CS154 Project #2

Due Wednesday, February 23, 2000, 3:15PM

Simulating a Finite Automaton

Your program should take two inputs:

  1. A file containing a regular expression R in the notation used for Project 1.

  2. A file containing a string of characters w.

That is, your program, perhaps called myProg should be able to run with the command line

     myProg reFile dataFile
where reFile is a file containing a regular expression, and dataFile is a file containing the data that will be input to the resulting FA.

We will also accept programs that take a different input form, if you are more comfortable with that. For example, you might want to concatenate the RE in front of the data file, and use only the standard input. However, if you do so, better make sure that you have a way of telling where the RE ends.

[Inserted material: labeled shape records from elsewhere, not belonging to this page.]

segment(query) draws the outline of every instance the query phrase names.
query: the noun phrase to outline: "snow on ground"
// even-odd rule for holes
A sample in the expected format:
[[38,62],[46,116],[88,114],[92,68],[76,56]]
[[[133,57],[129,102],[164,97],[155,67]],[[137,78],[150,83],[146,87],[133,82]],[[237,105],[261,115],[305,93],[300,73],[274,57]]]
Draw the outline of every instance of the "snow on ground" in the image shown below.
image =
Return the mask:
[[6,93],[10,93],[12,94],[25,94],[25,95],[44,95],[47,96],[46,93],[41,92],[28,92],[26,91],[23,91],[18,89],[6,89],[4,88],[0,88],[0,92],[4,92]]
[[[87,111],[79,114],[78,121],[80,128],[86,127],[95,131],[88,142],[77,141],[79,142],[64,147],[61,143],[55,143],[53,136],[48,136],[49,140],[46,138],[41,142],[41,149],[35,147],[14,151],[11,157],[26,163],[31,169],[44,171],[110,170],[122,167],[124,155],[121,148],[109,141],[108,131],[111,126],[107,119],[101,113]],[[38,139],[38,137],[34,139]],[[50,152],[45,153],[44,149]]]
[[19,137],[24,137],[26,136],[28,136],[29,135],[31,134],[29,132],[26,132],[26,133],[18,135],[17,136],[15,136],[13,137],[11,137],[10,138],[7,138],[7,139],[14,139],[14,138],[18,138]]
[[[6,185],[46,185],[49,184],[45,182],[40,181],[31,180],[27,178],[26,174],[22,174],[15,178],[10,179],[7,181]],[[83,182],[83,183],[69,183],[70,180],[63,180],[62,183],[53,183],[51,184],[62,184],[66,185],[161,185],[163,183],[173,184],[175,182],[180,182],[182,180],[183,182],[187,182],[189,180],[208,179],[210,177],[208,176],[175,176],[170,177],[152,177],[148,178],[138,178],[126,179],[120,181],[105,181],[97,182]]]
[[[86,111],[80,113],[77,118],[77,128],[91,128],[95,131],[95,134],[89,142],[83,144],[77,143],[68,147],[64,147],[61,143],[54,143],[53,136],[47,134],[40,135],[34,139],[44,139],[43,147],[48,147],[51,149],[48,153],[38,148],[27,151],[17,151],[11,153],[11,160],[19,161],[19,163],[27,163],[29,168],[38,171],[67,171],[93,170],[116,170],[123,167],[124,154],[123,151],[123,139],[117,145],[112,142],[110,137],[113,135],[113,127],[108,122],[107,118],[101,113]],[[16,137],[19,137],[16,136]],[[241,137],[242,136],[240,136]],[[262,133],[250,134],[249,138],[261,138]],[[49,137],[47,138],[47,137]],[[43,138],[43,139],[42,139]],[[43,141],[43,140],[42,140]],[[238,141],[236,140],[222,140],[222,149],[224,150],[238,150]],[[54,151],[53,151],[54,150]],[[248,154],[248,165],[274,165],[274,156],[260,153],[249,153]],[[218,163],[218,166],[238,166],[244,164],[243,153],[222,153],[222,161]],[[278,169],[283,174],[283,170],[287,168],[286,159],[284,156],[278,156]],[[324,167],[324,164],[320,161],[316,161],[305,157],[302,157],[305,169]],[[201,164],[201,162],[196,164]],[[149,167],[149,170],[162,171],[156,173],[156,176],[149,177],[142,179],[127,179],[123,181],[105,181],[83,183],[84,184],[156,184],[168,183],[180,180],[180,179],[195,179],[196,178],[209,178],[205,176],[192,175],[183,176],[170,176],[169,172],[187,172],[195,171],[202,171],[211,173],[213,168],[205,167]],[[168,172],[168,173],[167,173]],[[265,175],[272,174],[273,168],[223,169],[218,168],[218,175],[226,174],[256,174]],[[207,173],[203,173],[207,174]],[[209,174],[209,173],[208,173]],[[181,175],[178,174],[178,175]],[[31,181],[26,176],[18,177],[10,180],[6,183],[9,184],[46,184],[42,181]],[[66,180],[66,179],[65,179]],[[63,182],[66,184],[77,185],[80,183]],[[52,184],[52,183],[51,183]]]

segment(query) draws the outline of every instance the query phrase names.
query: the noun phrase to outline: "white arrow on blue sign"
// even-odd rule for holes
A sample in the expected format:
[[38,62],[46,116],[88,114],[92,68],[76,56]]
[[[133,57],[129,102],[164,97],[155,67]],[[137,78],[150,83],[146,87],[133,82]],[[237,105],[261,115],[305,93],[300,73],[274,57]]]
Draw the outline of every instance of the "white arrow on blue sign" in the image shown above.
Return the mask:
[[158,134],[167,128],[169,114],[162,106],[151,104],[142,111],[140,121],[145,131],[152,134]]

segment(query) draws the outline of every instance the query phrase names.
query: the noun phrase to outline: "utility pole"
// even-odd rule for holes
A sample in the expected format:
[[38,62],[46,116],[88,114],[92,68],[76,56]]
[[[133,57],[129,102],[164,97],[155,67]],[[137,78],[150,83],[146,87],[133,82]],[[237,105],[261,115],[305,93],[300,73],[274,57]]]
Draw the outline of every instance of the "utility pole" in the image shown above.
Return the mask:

Your output should be an indication (discussed below) of at what points in string w, the automaton for the regular expression .*R accepts. Notice that while R might be a simple pattern, say abc, what you are looking for is all the positions in R where abc occurs. Thus, the regular expression you match against w is not R, but .*abc, i.e., anything followed by abc.

Presumably, your program will modify R to become .*R, then feed that expression to your program from Project 1. The new code you write for this project will simulate whatever kind of automaton your code from Project 1 produces. If for some reason you can't handle the ``.*'' then an alternative is to start your automaton at every character of w, and simulate all these (copies of) automata, throwing them away when they reach a dead state.

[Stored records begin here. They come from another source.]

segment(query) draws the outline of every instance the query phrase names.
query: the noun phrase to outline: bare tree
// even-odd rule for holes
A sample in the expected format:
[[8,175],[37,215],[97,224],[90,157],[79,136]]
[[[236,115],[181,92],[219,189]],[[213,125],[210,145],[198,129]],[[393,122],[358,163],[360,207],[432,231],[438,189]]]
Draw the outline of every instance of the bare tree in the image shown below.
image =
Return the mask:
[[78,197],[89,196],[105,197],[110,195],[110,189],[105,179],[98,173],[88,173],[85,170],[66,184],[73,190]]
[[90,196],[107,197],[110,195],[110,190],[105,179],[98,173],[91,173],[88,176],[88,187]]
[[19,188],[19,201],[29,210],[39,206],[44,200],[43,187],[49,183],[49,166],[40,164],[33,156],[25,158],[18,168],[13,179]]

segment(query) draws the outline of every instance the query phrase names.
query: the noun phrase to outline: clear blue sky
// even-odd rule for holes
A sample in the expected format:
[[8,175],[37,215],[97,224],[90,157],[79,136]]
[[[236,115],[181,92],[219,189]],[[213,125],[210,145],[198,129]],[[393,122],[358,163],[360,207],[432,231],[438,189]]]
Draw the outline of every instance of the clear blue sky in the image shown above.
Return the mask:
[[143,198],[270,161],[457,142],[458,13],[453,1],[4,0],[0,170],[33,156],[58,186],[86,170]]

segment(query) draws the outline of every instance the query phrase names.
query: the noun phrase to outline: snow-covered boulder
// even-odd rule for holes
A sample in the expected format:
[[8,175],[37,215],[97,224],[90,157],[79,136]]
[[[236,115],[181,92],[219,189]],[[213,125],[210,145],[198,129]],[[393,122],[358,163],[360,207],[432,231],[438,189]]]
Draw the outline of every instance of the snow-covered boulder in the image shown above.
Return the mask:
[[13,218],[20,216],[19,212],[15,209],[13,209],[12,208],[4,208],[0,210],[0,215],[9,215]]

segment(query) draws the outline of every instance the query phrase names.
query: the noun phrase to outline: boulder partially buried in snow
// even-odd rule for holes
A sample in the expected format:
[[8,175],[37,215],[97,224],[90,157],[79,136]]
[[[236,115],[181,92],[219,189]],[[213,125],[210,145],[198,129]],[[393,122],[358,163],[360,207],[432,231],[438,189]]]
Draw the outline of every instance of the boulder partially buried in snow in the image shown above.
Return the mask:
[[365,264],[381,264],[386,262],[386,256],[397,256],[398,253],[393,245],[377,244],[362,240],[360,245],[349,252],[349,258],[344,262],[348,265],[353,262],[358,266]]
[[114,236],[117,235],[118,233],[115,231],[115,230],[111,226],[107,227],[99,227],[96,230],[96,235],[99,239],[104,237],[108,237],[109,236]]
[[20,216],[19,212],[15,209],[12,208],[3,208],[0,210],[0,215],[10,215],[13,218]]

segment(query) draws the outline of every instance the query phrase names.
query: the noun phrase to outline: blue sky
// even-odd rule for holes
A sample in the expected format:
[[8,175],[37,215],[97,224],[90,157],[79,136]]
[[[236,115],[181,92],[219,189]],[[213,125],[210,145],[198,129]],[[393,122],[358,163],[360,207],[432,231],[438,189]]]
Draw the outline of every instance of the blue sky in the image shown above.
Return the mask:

We strongly advise you to design your program to ignore any input character that the automaton cannot use. The reason is that we can not be sure the 100Mb of text we downloaded doesn't have some weird character that is not part of the usual 128 ASCII set. If there is even one such character, the FA will die on reading it, and you won't be able to find anything beyond that point. Note that reading an unexpected character is different from reading an expected character that leads to a dead state (or, if the FA is an NFA, having no transitions on that character).

Response to Acceptance

You may find that your automaton accepts many times as it reads w. Each time it does so, it has just seen something that matches the pattern of R. But what? The answer is that it is hard to tell, unless you take the alternative mentioned above, where you start the automaton for R at each character (and we do not advise this approach, but will accept it). Two possibilities:

  1. Produce in the output the previous n characters of w, say the last 100 characters.

  2. Produce the line containing the point at which the acceptance occurs.

Either way, you have to ``buffer'' w, that is, remember the last so-many characters. You can make a reasonable assumption about how long lines could ever be, if you choose line-based output.

What to Hand In

  1. Your code. Submit it using the submit command as per Project 1.

  2. A writeup telling us:

    a)
    The essential idea(s) behind your simulation.

    b)
    Several examples of RE's and strings that you compiled, and the resulting output.

    c)
    We shall also distribute several examples, and you should show us your results on these.